I know that I may risk the wrath of some brethren when I write anything contrary to the notion that the Bible emphasis is that a person chose to come into the church in order to be saved. However, for those of us who speak so highly of calling Bible things by Bible names and doing Bible things in Bible ways, it is amazing that more of us do not realize that in New Testament times, no Apostle ever preached to an alien sinner anything about a blood-bought institution into which he must come in order to get salvation. Did Jesus die to save an organization or institution, or did He die to save individuals who were then classified as a part of the body of Christ, the church?
Surely it does not take an especially astute person to see the difference in the concept of the church as a sort of glorified country club in which one should seek membership if he wants to be saved, and the concept of rendering obedience to Christ at which time he is saved and placed in God’s record among the other called out ones. Is anyone so naive as to think that when Peter preached on Pentecost any one of the 3000 who obeyed the gospel had any concept at all of trying to do whatever it took to get membership in the church?

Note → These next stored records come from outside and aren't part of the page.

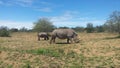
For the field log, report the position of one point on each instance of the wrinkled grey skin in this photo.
(43, 35)
(68, 34)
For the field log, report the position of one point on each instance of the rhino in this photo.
(43, 35)
(68, 34)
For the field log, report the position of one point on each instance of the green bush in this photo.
(4, 32)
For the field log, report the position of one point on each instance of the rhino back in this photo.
(63, 33)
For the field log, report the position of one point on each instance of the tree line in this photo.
(111, 25)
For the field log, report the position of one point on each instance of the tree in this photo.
(23, 29)
(43, 25)
(89, 28)
(79, 29)
(4, 32)
(113, 22)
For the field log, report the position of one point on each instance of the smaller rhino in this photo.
(43, 35)
(68, 34)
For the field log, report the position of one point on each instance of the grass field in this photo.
(96, 50)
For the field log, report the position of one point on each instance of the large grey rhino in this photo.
(43, 35)
(68, 34)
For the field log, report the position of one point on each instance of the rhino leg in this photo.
(38, 38)
(52, 39)
(69, 39)
(47, 38)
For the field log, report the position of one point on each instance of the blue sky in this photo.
(70, 13)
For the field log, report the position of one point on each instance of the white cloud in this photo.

There is almost as much difference in the two concepts as there is in night and day. It is our conviction that much of the lethargy we see in church of today is because most of the members think getting membership in the church saved them. They think they got membership in the church by getting baptized. So they assume that they “got saved” merely by being baptized. Of course no gospel preacher ever preached it that way, but many that claim membership in the Lord’s church seem to think that getting membership in the church is what saved them. Whether they submitted to Christ as Lord was not at the center of their consciousness. They are told that they have “completed their obedience” and are now part of the family of God. What more could a person want?
This is probably why the idea of “total commitment” so strongly promulgated by the Crossroads philosophy gained so much prominence. They saw that the thousands who would so strongly say, “I am aChurchofChrist” had no real commitment to Christ. So they tried to arrange a program that would change that. In the process they made more problems than they solved. But the sad truth is that we are still plagued with the concept that getting membership in the church (however that may be done) is the really important thing. This is why so many say, “Christ, yes; but the church, No.” They do not understand that when one is properly baptized into Christ he IS in the church, but simply “changing churches” will not put him there. So we may teach people that if they change churches it will solve their problem and gain salvation for them. When a person by language or action puts the Lord’s church, which consists of all the saved persons in the world, in the same category as any human institution, he does a great disservice to the cause of Christ. Even if he thinks of it as a divine institution, into which a person must come in order to get saved, he has perverted the Bible emphasis. I did not “come into the church” in order to get saved, as if there were two steps in the process: First, coming into the church, then the result of that was salvation. Nor was I saved in order to be fit to join some church. I was saved and added to the church at the same time, and our language about the value of “changing churches” may hide that truth, for it usually leaves a person with a denominational concept of the church.